Comparison of altChunk to the DocumentBuilder Class

There are two ways to assemble multiple Open XML word processing documents into a single document:

This post compares and contrasts these two approaches.

altChunk Relies on the Consuming Application to do the Document Assembly

The biggest difference between the two approaches is that the altChunk technique relies on the consuming application to merge the documents.  The gist of the altChunk approach is that you embed the entire source document (whether it is another Open XML document, an HTML document, or simply text) as a binary part in the new document.  You then insert altChunk markup that refers to the binary part at the desired place where you want the inserted document to end up.  Compliant consuming applications are not required to recognize altChunk.  Novel Open Office, which can consume Open XML documents, doesn’t process altChunk.  In contrast, DocumentBuilder assembles a new document that contains basic Open XML word processing markup that can be consumed by a wide variety of consuming application, such as Novel Open Office, the Open XML Document Viewer, and more.  I’ve written a wide variety of Open XML SDK / LINQ to XML examples that consume Open XML word processing documents, and those examples don’t process the altChunk element.

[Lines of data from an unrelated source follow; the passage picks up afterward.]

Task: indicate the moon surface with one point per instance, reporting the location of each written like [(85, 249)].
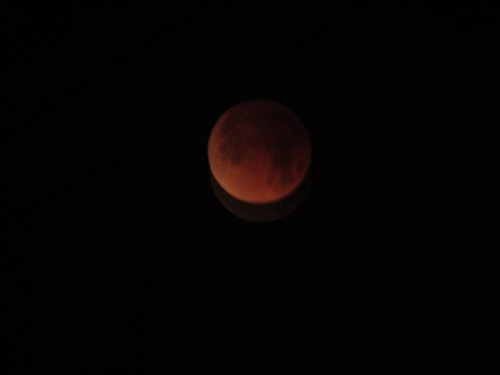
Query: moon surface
[(259, 151)]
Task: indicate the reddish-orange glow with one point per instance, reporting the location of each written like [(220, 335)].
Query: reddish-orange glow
[(259, 151)]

altChunk Inserts Entire Documents

Another difference is that altChunk can only insert an entire document at a specified point.  You can’t pick and choose a subset of a source document to insert into the newly assembled document.  In contrast, DocumentBuilder allows you to specify a range of content from the source document to be inserted into the newly assembled document.  For example, you can assemble a new document from paragraphs 1-3 from one document, paragraphs 5-8 from a second document, and the entire contents of a third document.  Technically, with DocumentBuilder, you are not specifying paragraphs from the source document – you specify a range of child elements of the <w:body> element.  Child elements can include tables and content controls, for instance.

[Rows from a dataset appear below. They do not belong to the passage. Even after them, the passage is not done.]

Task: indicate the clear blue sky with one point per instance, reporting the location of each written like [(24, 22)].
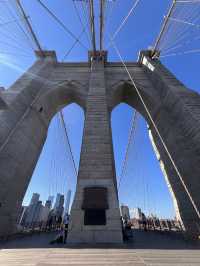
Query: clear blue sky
[(143, 184)]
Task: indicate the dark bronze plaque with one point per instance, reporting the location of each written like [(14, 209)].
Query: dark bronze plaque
[(95, 217), (95, 198)]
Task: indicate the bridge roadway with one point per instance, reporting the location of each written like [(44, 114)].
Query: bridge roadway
[(146, 249)]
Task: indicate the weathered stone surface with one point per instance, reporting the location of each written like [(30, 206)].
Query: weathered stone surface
[(49, 85)]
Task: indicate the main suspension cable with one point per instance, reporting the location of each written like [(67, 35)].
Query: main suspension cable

Inserting the entire document can be an issue when you require fine-grained control of the newly assembled document.  For instance, in Word 2007, you can’t create a document that contains just a table.  The document will also always contain an empty paragraph that follows the table.  This means that if you are merging two documents that each contains just a table, the resulting document will contain a blank paragraph between the two tables.  This was one of the issues called out by a number of folks who are using altChunk, as seen in comments on my altChunk post.

altChunk Code is Simpler

As you can see from the above mentioned blog posts, the code that you need to write to take advantage of altChunk is pretty simple.  In contrast, DocumentBuilder contains about 1000 lines of source code to resolve issues of interrelated markup.

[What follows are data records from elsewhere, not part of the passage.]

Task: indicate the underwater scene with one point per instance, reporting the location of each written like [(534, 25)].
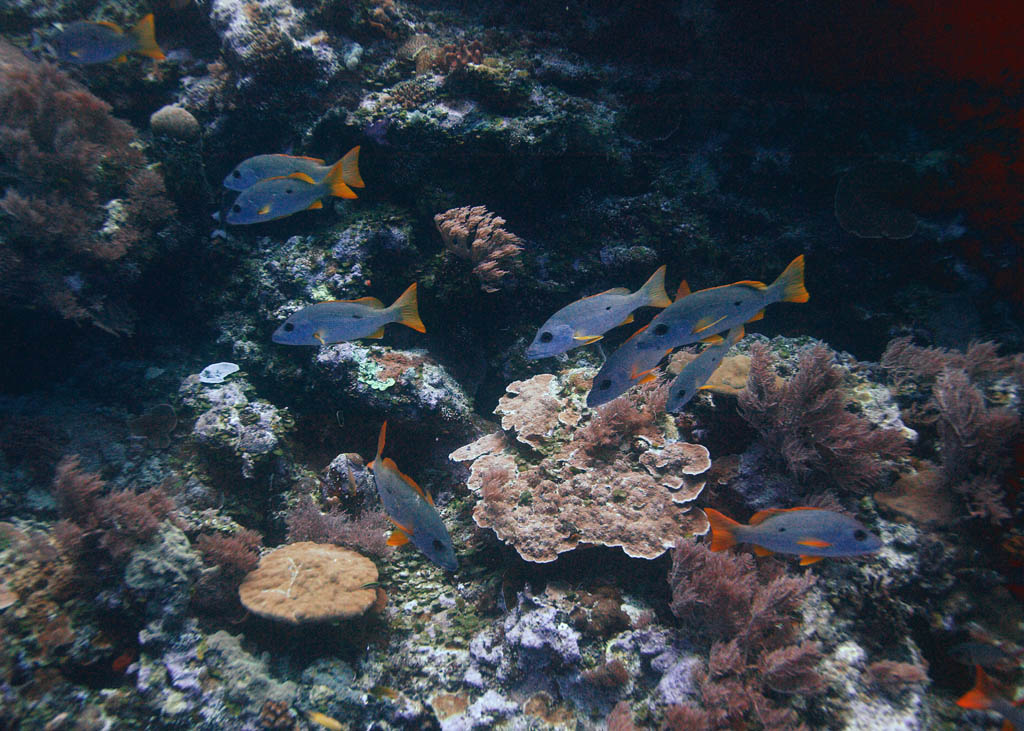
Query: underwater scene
[(381, 364)]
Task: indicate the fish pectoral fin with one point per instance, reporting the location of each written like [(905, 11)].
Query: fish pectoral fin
[(397, 538), (706, 324), (814, 543)]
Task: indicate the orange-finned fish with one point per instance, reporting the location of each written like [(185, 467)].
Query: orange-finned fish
[(251, 171), (285, 195), (336, 321), (697, 372), (587, 319), (810, 532), (84, 42), (699, 314), (412, 510), (985, 696)]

altChunk can Merge HTML Documents

You can use altChunk to convert HTML to Open XML word processing documents.  In contrast, DocumentBuilder has no capabilities for working with HTML markup – you can only assemble multiple Open XML word processing documents into a new document.

Performance Differences

If you are assembling a large number documents using altChunk, the creation of the new document will be very fast, and the main document part of the assembled document will be very small – the body of the document consists of an altChunk element for each document.  Then, when opening in Microsoft Word 2007, it will take a bit longer than normal.  While opening, if the documents are large enough to take time to import, you can see a progress bar repeatedly iterate from 0% - 100% for each imported document at the bottom of the task window of Word.  When assembling a document using DocumentBuilder, the assembling will take a bit longer – processing time is proportional to the total size of imported chunks.  Then when Word opens the document, normal opening times apply.